Forum Komunikasi Anak Betawi (Forkabi)

Menghindari Elemen Anarkis

Deklarasi: 18 April 2001

Markas: Jalan Kramat Sentiong, Jakarta Pusat

Klaim jumlah anggota: 1 juta orang, tersebar di Jakarta, Bogor, Depok,

Tangerang, Bekasi

Syarat keanggotaan: Siapa saja yang mencari nafkah di Jakarta

Donasi: Swadaya, pemerintah, dan donatur tak mengikat

Ketua Umum 2005-2010: Husein Sani

Dibandingkan dengan sebagian ormas lain yang berkibar-kibar, Forum Komunikasi Anak Betawi (Forkabi) boleh dibilang lebih adem-ayem. Jarang bikin aksi ingar-bingar. Ini diakui sang ketua, Husein Sani, 66 tahun. ''Forkabi memang agak slow dan konservatif,'' ujar pengusaha real estate ini.

Pasalnya, kata Husein, Forkabi didirikan justru dengan semangat menghindari anarkisme. Lagi pula, tokoh di belakang ormas berbasis kedaerahan ini kebanyakan kaum intelektual dan pejabat di Jakarta. ''Makanya, kami harus jaga aset ini. Kalau kami ugal-ugalan, nggak mungkinlah mereka masuk ke kami,'' kata Husein lagi.

Berikut petikan wawancara wartawan Gatra Eric Samantha dengan Husein:

Anda tidak setuju anarkisme menjadi satu cara meningkatkan popularitas ormas?

Saya kira, organisasi mana pun tidak mau tenar karena hal yang tidak baik, sehingga dicap tidak baik. Masalahnya, apakah dalam menjalankan aksi itu terkendali atau tidak. Itu yang harus menjadi perhatian.

Dengan anarkis, tidak menyelesaikan masalah. Justru menimbulkan masalah. Citra organisasi memburuk. Ketenteraman umum jadi terganggu. Itu yang selalu kami jaga. Organisasi harus mewaspadai masuknya elemen-elemen yang menjurus ke anarkis.

Aksi turun ke jalan Forkabi seperti apa?

Demonstrasi selalu kami pikirkan. Setting lapangan seperti apa. Kalau tidak mengganggu kepentingan umum, polisi juga senang, kan? Bahkan, kalau ada keributan, polisi sering minta Forkabi untuk meredam.

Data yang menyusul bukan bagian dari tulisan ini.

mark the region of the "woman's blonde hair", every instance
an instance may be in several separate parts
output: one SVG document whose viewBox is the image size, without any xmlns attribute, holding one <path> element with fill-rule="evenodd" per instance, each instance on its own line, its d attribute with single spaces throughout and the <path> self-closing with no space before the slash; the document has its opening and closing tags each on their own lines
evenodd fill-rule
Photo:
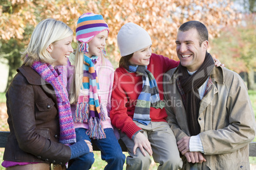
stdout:
<svg viewBox="0 0 256 170">
<path fill-rule="evenodd" d="M 79 47 L 81 43 L 78 41 L 77 48 L 76 49 L 75 58 L 75 72 L 73 76 L 73 80 L 71 81 L 70 83 L 70 91 L 69 91 L 69 102 L 71 104 L 76 104 L 77 100 L 79 96 L 79 91 L 81 89 L 82 86 L 82 80 L 83 77 L 83 53 L 79 51 Z M 104 57 L 103 53 L 101 53 L 101 68 L 102 66 L 106 65 L 105 58 Z M 101 70 L 99 72 L 97 72 L 97 75 L 100 74 Z"/>
<path fill-rule="evenodd" d="M 25 65 L 31 66 L 34 61 L 52 64 L 55 60 L 46 50 L 50 44 L 73 35 L 69 27 L 53 18 L 40 22 L 34 29 L 31 41 L 22 54 Z"/>
</svg>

Forkabi ikut masuk ke masalah tanah?

Masalah kasus tanah, kami cek dulu lewat bagian hukum. Kalau layak, kami perjuangkan. Forkabi bisa ikut membantu penyelesaian lewat LBH Forkabi. Baik anggota Forkabi maupun bukan, silakan memanfaatkan. Kalau kerja sama dengan Forkabi, artinya benar dah. Sudah melalui jalur hukum.

Sudah terlaksana semua?

Memang belum seluruhnya. Yang penting, kan, nawaitunya. Kalau niat baik, kan, insya Allah.

Ada yang bilang, ormas-ormas seperti yang Anda pimpin adalah preman terselubung. Tanggapan Anda?

Forkabi merupakan satu organisasi yang berjuang untuk masyarakat Betawi, dalam mengangkat harkat dan martabatnya. Tapi kami bermitra juga dengan pemda, polisi, dan TNI. Tujuannya, supaya Jakarta bisa kondusif. Kami tidak mau Jakarta diobok-obok oleh hal-hal tidak kondusif. Anda lihat saja di lapangan, insya Allah, Forkabi nggak (bikin onar)-lah.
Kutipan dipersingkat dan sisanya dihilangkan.